Es ist lohnend und erheiternd, einen Blick auf den vollständigen Text des sechsstimmigen Stücks zu werfen:
Sumer is icumen in,
Lhude sing cuccu!
Groweþ sed and bloweþ med
And springþ þe wde nu,
Sing cuccu!
Awe bleteþ after lomb,
Lhouþ after calue cu.
Bulluc sterteþ, bucke uerteþ,
Murie sing cuccu!
Cuccu, cuccu, wel singes þu cuccu;
Ne swik þu nauer nu.
Der Sommer ist gekommen
Kuckuck, singe laut!
Es wächst die Saat, die Wiese grünt
Und das Gehölz schlägt aus,
Singe, Kuckuck!
Die Aue [das Mutterschaf] blökt nach dem Lamm,
Die Kuh muht nach dem Kalb.
Der Ochse rührt sich, der Bock furzt
Singe froh, Kuckuck!
Kuckuck, Kuckuck, wie schön singst Du, Kuckuck.

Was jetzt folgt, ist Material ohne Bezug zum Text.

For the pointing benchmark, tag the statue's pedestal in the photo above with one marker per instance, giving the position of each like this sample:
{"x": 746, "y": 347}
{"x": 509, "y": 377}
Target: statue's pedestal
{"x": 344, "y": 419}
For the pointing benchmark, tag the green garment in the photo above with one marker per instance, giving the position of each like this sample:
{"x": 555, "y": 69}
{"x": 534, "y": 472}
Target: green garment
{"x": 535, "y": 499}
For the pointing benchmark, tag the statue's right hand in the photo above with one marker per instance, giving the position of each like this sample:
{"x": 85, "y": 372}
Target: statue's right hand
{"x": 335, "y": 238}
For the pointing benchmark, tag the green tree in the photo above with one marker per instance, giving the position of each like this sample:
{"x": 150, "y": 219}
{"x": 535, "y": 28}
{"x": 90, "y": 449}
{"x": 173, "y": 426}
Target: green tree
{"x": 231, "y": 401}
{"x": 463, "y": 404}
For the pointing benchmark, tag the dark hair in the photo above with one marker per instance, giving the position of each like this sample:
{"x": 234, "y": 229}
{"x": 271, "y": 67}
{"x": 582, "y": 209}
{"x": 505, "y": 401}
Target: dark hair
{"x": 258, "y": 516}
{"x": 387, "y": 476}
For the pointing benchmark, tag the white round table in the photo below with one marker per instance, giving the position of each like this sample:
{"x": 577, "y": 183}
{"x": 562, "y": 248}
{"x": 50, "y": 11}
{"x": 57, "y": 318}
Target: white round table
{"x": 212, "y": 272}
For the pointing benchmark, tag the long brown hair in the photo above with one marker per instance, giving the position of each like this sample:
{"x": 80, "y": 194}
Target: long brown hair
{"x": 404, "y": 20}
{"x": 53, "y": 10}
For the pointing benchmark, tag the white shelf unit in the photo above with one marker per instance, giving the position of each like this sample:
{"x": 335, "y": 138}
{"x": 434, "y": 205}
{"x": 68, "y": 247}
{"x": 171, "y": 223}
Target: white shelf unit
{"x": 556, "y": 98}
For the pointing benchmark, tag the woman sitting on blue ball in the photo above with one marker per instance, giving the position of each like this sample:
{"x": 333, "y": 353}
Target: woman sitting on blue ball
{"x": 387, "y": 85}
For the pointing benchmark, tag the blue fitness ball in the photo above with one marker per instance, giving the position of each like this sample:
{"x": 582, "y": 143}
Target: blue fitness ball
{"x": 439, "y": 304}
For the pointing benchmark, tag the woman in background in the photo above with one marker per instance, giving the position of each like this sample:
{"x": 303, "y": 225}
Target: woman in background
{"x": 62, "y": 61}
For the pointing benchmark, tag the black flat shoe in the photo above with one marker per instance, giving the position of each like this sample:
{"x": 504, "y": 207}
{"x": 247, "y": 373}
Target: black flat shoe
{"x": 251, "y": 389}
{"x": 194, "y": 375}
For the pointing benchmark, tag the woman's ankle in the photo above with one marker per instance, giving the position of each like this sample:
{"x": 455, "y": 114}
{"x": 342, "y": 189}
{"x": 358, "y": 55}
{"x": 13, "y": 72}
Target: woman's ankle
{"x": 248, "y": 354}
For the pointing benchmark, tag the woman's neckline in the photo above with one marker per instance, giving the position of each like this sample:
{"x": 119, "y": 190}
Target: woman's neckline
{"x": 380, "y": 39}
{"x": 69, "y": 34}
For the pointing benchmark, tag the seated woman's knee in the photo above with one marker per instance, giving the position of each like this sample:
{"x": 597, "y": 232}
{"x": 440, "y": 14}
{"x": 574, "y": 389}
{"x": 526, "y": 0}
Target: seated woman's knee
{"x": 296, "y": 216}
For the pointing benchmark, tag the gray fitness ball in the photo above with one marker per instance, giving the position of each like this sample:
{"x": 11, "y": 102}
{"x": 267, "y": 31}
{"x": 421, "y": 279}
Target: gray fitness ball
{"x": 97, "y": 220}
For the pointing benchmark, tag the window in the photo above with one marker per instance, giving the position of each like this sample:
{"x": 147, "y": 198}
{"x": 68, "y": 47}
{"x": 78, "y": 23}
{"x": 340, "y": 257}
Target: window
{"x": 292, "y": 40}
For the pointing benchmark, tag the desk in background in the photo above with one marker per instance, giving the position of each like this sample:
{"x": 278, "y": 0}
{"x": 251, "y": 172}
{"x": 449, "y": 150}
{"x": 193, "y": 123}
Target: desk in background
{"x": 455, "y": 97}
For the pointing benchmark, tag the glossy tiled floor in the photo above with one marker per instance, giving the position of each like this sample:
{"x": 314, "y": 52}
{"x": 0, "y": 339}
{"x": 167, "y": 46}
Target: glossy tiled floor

Nun schweige niemals mehr.
Auch zu dem auffälligsten Satz darin hat Wikipedia etwas zu sagen:
Besonders umstritten ist bis heute die Deutung des Teilsatzes bucke uerteþ. Dabei ist nicht nur unklar, von welchem Tier bei bucke genau die Rede ist – neben dem naheliegenden Ziegenbock werden auch Rehbock oder Hirsch vorgeschlagen. Ausgesprochen kontrovers wird vielmehr die Bedeutung des Verbs uerteþ diskutiert, da die vermeintliche idyllische Schilderung der im Frühling wiederauflebenden Natur inhaltlich wie stilistisch nur schwer vereinbar scheint mit der Flatulenz eines Paarhufer-Männchens. Während manche Interpretationen folgern, farteth sei im Mittelenglischen weniger derb konnotiert gewesen als das moderne englische farts beziehungsweise das verwandte deutsche furzt, bestreiten andere überhaupt einen Zusammenhang mit dem aus dem Altenglischen belegten feortan und postulieren eine Umdeutung des lateinischen Verbs vertere (im Sinne von „sich [unruhig] hin- und herbewegen“), so dass die problematische Vokabel letztlich nur ein Synonym des vorangegangenen sterteþ sei.
So ernüchternd letztgenannte Deutung auch sein mag, neige ich doch dazu, mich ihr anzuschließen, gerade eingedenk der Verwandtschaft von vertere mit wirbeln und werben i.S.v. "balzen" – das passt doch zu einem ausgelassenen Böckchen im Frühling!